Louisiana communities battered by Ida faced a new danger as they began the massive task of clearing debris and repairing damage from the storm: the possibility of weeks without power in the stifling, late-summer heat.
Entergy said a crew of at least 20,000 will take several days to assess the damage in New Orleans and southeast Louisiana caused by Hurricane Ida’s landfall on Sunday.
As of Monday, nearly 900,000 customers had no power, and the New Orleans-based power company estimated that based on the damage, customers in the direct path of the storm face extended outages.
Energy and chemical companies throughout the region were surveying damage.
Exxon Mobil said its Baton Rouge Fuels Terminal in Louisiana reopened operations Monday while its Hoover platform in the Gulf of Mexico suffered no storm damage and crews are starting to resume normal operations.
Colonial Pipeline said late Monday it expected to return Lines 1 and 2 — located between Houston and Greensboro, North Carolina — to service in the evening, pending successful completion of all restart protocols.
Meanwhile, Philips 66's refinery in Belle Chasse, Louisiana, remained shut down as of late Monday.
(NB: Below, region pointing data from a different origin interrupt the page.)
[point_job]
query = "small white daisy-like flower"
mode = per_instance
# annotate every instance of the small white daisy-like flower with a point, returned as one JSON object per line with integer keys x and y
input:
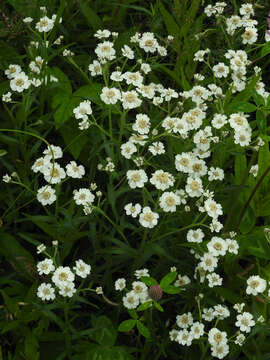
{"x": 44, "y": 24}
{"x": 20, "y": 82}
{"x": 142, "y": 124}
{"x": 168, "y": 201}
{"x": 194, "y": 187}
{"x": 133, "y": 210}
{"x": 83, "y": 110}
{"x": 184, "y": 337}
{"x": 105, "y": 51}
{"x": 62, "y": 275}
{"x": 195, "y": 236}
{"x": 82, "y": 269}
{"x": 75, "y": 171}
{"x": 46, "y": 292}
{"x": 95, "y": 68}
{"x": 148, "y": 218}
{"x": 131, "y": 300}
{"x": 120, "y": 284}
{"x": 245, "y": 322}
{"x": 45, "y": 267}
{"x": 185, "y": 320}
{"x": 256, "y": 285}
{"x": 83, "y": 196}
{"x": 46, "y": 195}
{"x": 54, "y": 152}
{"x": 136, "y": 178}
{"x": 127, "y": 52}
{"x": 162, "y": 180}
{"x": 157, "y": 148}
{"x": 102, "y": 34}
{"x": 130, "y": 99}
{"x": 110, "y": 95}
{"x": 214, "y": 280}
{"x": 53, "y": 173}
{"x": 67, "y": 289}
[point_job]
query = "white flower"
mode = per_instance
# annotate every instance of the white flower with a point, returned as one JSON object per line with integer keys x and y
{"x": 75, "y": 171}
{"x": 195, "y": 236}
{"x": 12, "y": 71}
{"x": 185, "y": 320}
{"x": 215, "y": 174}
{"x": 67, "y": 289}
{"x": 62, "y": 275}
{"x": 130, "y": 99}
{"x": 157, "y": 148}
{"x": 217, "y": 246}
{"x": 148, "y": 218}
{"x": 256, "y": 285}
{"x": 131, "y": 300}
{"x": 127, "y": 52}
{"x": 45, "y": 24}
{"x": 214, "y": 280}
{"x": 46, "y": 195}
{"x": 45, "y": 267}
{"x": 7, "y": 97}
{"x": 221, "y": 70}
{"x": 232, "y": 246}
{"x": 53, "y": 151}
{"x": 136, "y": 178}
{"x": 220, "y": 350}
{"x": 83, "y": 110}
{"x": 208, "y": 262}
{"x": 245, "y": 322}
{"x": 194, "y": 187}
{"x": 20, "y": 82}
{"x": 217, "y": 337}
{"x": 162, "y": 180}
{"x": 168, "y": 201}
{"x": 142, "y": 124}
{"x": 102, "y": 34}
{"x": 110, "y": 95}
{"x": 133, "y": 210}
{"x": 83, "y": 196}
{"x": 147, "y": 42}
{"x": 212, "y": 208}
{"x": 184, "y": 337}
{"x": 250, "y": 35}
{"x": 105, "y": 51}
{"x": 82, "y": 269}
{"x": 46, "y": 292}
{"x": 120, "y": 284}
{"x": 240, "y": 339}
{"x": 254, "y": 170}
{"x": 95, "y": 68}
{"x": 197, "y": 330}
{"x": 53, "y": 173}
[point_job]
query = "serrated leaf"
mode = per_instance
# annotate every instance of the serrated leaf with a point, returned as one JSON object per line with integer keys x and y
{"x": 145, "y": 305}
{"x": 143, "y": 329}
{"x": 127, "y": 325}
{"x": 168, "y": 279}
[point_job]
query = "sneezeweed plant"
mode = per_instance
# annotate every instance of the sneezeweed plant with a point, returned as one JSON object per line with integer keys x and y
{"x": 172, "y": 154}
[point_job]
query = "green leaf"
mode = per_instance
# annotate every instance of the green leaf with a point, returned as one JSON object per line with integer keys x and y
{"x": 168, "y": 279}
{"x": 143, "y": 329}
{"x": 148, "y": 280}
{"x": 145, "y": 305}
{"x": 158, "y": 306}
{"x": 127, "y": 325}
{"x": 91, "y": 17}
{"x": 242, "y": 106}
The refinery took on some water, the company said. Its Gulf Coast lubricants plant in nearby Sulphur will reopen Tuesday.
Oil prices fell 1.3% Tuesday to $68.32 per barrel trading on the New York Mercantile Exchange.
The Environmental Protection Agency granted emergency fuel waivers for Louisiana and Mississippi through September 16. The move suspends requirements to sell low volatility gasoline which is required in the summer to limit the formation of ozone pollution.